Downloading articles from multiple urls with newsp

2019-05-30 18:26发布

问题:

I've been trying to extract mulitple articles from a webpage (zeit online, german newspaper), for which I have a list of urls I want to download articles from, so I do not need to crawl the page for urls.

The newspaper package for python does an awesome job for parsing the content of a single page. What I would need to do ist automatically change the urls, until all the articles are downloaded. I do unfortunately have limited coding knowledge and haven't found a way to do that. I'd be very grateful if anyone could help me.
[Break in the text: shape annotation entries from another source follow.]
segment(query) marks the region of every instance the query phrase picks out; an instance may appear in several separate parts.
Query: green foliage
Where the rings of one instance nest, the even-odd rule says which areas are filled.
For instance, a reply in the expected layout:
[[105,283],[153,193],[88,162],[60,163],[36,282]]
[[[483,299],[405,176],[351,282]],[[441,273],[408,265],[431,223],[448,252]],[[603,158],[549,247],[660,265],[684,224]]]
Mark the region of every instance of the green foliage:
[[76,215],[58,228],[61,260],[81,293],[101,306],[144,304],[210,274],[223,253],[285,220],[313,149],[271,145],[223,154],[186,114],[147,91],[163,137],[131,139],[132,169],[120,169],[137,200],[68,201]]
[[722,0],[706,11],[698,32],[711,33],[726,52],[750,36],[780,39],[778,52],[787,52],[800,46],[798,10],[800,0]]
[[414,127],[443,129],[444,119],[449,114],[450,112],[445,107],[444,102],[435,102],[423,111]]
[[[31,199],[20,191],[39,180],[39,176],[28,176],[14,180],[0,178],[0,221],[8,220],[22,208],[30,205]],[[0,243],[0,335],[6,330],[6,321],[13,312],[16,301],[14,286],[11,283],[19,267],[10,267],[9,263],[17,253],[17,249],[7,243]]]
One of the things I tried was the following:

import newspaper
from newspaper import Article

lista = ['url','url']


for list in lista:

 first_article = Article(url="%s", language='de') % list

 first_article.download()

 first_article.parse()

 print(first_article.text)

it returned the following error: unsupported operand type for %:'article' and 'str'

This seems to do the job, although I'd expect there to be an easier way involving less apples and bananas.

#!/usr/bin/env python
# -*- coding: utf-8 -*-

import newspaper
from newspaper import Article

lista = ['http://www.zeit.de/1946/01/unsere-aufgabe', 'http://www.zeit.de/1946/04/amerika-baut-auf', 'http://www.zeit.de/1946/04/bedingung', 'http://www.zeit.de/1946/04/bodenrecht']

apple = 0
banana = lista[apple]


while apple <4 :

 first_article = Article(url= banana , language='de') 

 first_article.download()

 first_article.parse()

 print(first_article.text).encode('cp850', errors='replace')

 apple += 1
 banana = lista[apple]

回答1:

You get the exception

it returned the following error: unsupported operand type for %:'article' and 'str'

because you are populating the wrong variable and on line 9 you should have:

first_article = Article(url="%s" % list, language='de')

and here's the full code:

import newspaper
from newspaper import Article

lista = ['url','url']


for list in lista:

   first_article = Article(url="%s" % list, language='de')

   first_article.download()

   first_article.parse()

   print(first_article.text)